Quand le peuple aura renversé le pouvoir, "on prendra les gros 4X4 des dirigeants et on les donnera aux jeunes des touk-touk", s'exalte-t-il.

- "On est les plus fortes" -

Et si les barrières sociales sont tombées, un autre mur a été franchi, assure Samara, élève ingénieure.

"D'habitude les garçons pensent que les filles sont fragiles, qu'elles ne peuvent pas venir dans ce genre d'endroits", explique à l'AFP la jeune fille aux yeux verts sous son voile noir.

Mais, défiant la société conservatrice et ses traditions, "on est venu, on a soigné les blessés et manifesté". Alors, "maintenant, ils savent qu'on est plus fortes qu'eux".

Au-delà, "tout a changé. Maintenant, on est unis", poursuit-elle, bouteille de Pepsi en main pour asperger les yeux des manifestants souffrant des gaz lacrymogènes.

"Ici, on a trouvé toutes les religions, toutes les provinces, sans aucune division", poursuit-elle, dans un pays déchiré encore récemment par les violences confessionnelles et les attaques de milices ou de groupes extrémistes religieux.

"Sans nous, le pays aurait été détruit, mais là on construit une nouvelle société, plus saine, avec tout le monde", renchérit Amné Karim, étudiante en médecine, drapeau irakien noué sur les épaules et imprimé sur la casquette qu'elle a vissé au-dessus de son voile blanc à motifs géométriques noirs.

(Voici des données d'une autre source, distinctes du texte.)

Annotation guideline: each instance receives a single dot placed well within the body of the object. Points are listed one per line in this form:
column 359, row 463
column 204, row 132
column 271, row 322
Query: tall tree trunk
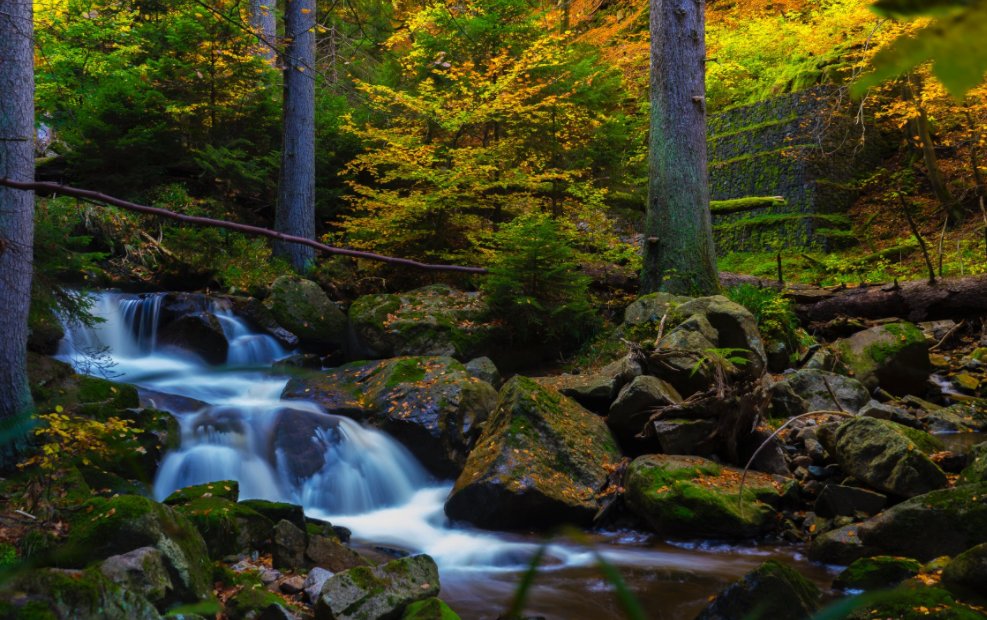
column 296, row 190
column 16, row 215
column 678, row 252
column 265, row 24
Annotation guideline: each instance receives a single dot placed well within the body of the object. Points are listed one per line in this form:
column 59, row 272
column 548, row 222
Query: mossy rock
column 893, row 356
column 227, row 527
column 883, row 455
column 223, row 489
column 773, row 591
column 430, row 404
column 52, row 593
column 429, row 609
column 105, row 527
column 433, row 320
column 877, row 572
column 540, row 462
column 947, row 521
column 303, row 308
column 691, row 496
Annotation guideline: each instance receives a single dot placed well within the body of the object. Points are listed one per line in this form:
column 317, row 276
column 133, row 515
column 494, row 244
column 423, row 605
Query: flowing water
column 368, row 482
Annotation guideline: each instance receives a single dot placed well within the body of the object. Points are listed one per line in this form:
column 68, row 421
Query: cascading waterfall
column 236, row 427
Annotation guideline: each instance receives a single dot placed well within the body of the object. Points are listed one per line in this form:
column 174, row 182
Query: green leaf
column 956, row 45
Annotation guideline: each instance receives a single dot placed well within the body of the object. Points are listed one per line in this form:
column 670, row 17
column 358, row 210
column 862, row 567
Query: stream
column 374, row 486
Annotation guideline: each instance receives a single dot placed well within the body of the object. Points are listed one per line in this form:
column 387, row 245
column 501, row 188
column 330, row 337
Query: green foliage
column 534, row 285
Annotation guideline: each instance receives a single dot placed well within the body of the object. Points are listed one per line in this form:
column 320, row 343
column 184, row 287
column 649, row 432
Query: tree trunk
column 16, row 215
column 678, row 252
column 296, row 190
column 264, row 22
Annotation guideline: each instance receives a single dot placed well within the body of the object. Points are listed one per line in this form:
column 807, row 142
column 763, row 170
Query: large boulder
column 814, row 390
column 378, row 593
column 106, row 527
column 883, row 455
column 691, row 496
column 303, row 308
column 943, row 522
column 433, row 320
column 893, row 356
column 430, row 404
column 540, row 462
column 772, row 591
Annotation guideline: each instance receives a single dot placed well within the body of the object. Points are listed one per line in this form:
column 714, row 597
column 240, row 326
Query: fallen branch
column 257, row 231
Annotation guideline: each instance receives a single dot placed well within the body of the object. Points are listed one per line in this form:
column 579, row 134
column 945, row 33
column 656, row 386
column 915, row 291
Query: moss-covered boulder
column 433, row 320
column 540, row 462
column 884, row 456
column 430, row 404
column 105, row 527
column 303, row 308
column 691, row 496
column 384, row 591
column 773, row 591
column 947, row 521
column 894, row 357
column 877, row 573
column 52, row 593
column 966, row 575
column 429, row 609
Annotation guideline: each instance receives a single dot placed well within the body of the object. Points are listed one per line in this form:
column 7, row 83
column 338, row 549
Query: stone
column 288, row 550
column 303, row 308
column 380, row 592
column 877, row 573
column 430, row 404
column 809, row 390
column 884, row 456
column 142, row 571
column 947, row 521
column 637, row 402
column 836, row 500
column 316, row 578
column 539, row 463
column 773, row 590
column 894, row 356
column 435, row 320
column 690, row 496
column 966, row 575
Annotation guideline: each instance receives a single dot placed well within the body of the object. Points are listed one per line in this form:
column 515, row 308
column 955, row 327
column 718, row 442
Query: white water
column 368, row 483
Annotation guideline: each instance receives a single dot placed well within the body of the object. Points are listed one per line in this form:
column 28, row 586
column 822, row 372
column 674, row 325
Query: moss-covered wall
column 801, row 146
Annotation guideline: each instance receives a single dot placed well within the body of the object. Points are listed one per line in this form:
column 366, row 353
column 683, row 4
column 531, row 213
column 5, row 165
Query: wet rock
column 885, row 456
column 540, row 461
column 877, row 573
column 288, row 550
column 200, row 333
column 837, row 500
column 303, row 308
column 947, row 521
column 142, row 571
column 773, row 590
column 433, row 320
column 80, row 595
column 106, row 527
column 694, row 497
column 893, row 356
column 485, row 370
column 966, row 575
column 814, row 390
column 430, row 404
column 383, row 591
column 637, row 402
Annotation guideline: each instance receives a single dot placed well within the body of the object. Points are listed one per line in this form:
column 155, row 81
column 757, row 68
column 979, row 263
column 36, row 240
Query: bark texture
column 678, row 253
column 296, row 190
column 16, row 212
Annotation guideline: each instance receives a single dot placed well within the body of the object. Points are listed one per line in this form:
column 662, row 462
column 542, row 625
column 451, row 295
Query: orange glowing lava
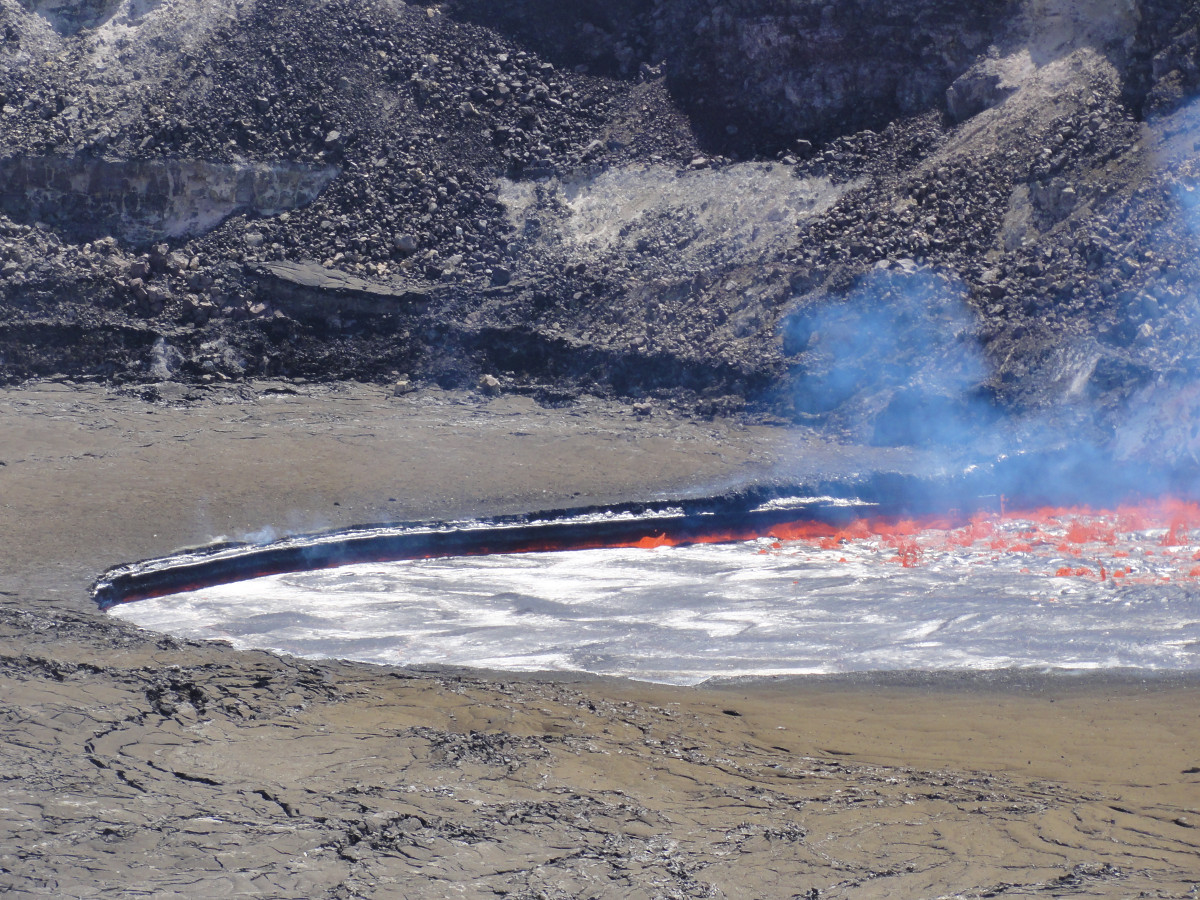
column 1149, row 543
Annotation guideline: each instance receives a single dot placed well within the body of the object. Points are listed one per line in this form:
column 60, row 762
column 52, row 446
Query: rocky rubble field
column 652, row 201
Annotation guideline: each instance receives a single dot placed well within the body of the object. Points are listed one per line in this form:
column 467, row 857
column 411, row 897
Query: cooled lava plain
column 273, row 268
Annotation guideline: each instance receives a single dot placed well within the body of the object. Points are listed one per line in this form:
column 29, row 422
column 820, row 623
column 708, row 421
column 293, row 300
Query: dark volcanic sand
column 136, row 765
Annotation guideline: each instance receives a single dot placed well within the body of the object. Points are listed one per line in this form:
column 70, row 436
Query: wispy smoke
column 895, row 361
column 899, row 361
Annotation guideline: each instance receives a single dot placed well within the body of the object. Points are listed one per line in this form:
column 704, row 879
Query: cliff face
column 646, row 198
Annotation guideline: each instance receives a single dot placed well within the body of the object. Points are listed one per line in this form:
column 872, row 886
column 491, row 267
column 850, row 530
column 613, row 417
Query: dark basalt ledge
column 143, row 201
column 310, row 292
column 1027, row 481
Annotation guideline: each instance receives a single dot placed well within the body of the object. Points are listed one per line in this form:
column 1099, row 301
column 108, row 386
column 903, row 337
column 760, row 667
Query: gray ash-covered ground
column 658, row 201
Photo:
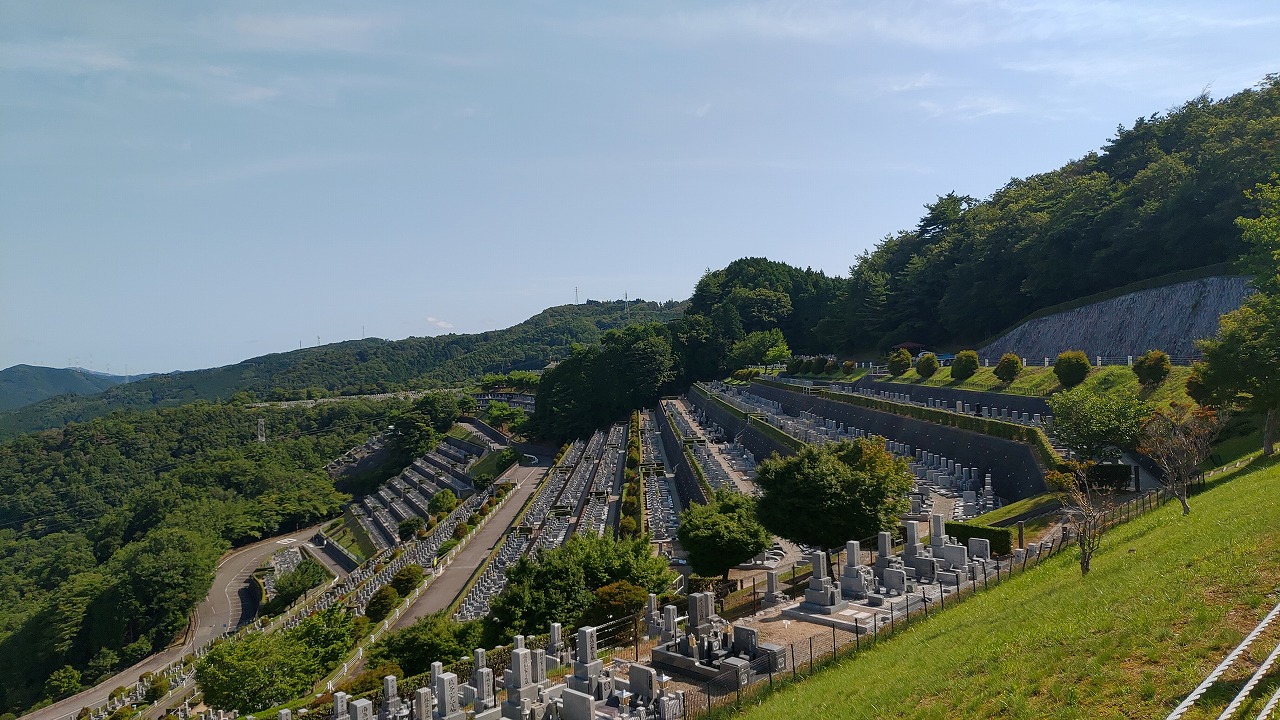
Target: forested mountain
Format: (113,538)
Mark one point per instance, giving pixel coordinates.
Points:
(359,365)
(23,384)
(110,529)
(1160,196)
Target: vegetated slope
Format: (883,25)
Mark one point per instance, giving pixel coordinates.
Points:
(1168,318)
(23,384)
(1161,196)
(1169,596)
(110,529)
(359,365)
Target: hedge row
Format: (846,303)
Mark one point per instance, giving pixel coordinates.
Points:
(1001,538)
(776,433)
(992,427)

Mais pour construire une société nouvelle, il faut se nourrir. Et c'est justement pour cela qu'Ibrahim Abdelhussein "prépare et sert à manger à tout le monde", explique à l'AFP cet homme de 64 ans.

Depuis son stand, il distribue de copieuses rations de viande, de riz aux légumes ou de "masgouf", la carpe grillée emblématique de la cuisine irakienne.

"Pourquoi je suis là? Mais parce que je suis Irakienne!", s'exclame à son tour Zeinab al-Qeissi, qui depuis quelques jours aide bénévolement aux premiers soins dans un hôpital de campagne.

Et pour y procéder, cette Irakienne de 39 ans, casque de chantier blanc sur son voile rose et masque médical sur le nez et la bouche, n'a qu'à piocher dans l'immense stock de médicaments qui s'accumule depuis que la place est devenue jeudi soir un camp autogéré occupé jour et nuit.

- Ristournes à la pharmacie -

Toutes ces crèmes, ces bandages et autres pilules ont été donnés par des anonymes, qui racontent pour certains avoir obtenu des réductions monstres auprès de pharmaciens sympathisants des manifestants, régulièrement arrosés par des grenades lacrymogènes, dont certaines portent des dates d'expiration dépassées depuis plusieurs années.

Plus loin, Alia, étudiante en médecine de 29 ans, gants de plastique rouge aux mains et pelle, balais et sacs poubelles sous le bras, s'active à nettoyer un bout de trottoir avec des camarades de lutte qu'elle ne connaissait pas il y a encore quelques jours.

Autour d'elle, des jeunes filles cheveux au vent côtoient des clercs chiites en turban. Des tentes installées par des tribus venues du bastion chiite de Sadr City bordent des petits stands où des jeunes diffusent d'entêtantes musiques aux rythmes électro. Des jeunes fument le narguilé alors que certains font la prière.

Un peu plus loin, des médecins bénévoles bandent le torse d'un jeune atteint par les éclats d'une grenade assourdissante. D'autres injectent du sérum physiologique dans les yeux de manifestants.

Petit à petit, les patients se relèvent. En repartant, leurs narines sont de nouveau chatouillées. Cette fois-ci, ce ne sont pas les lacrymogènes des forces de l'ordre. Mais un immense chaudron bouillonnant d'où sortent des falafels encore chauds.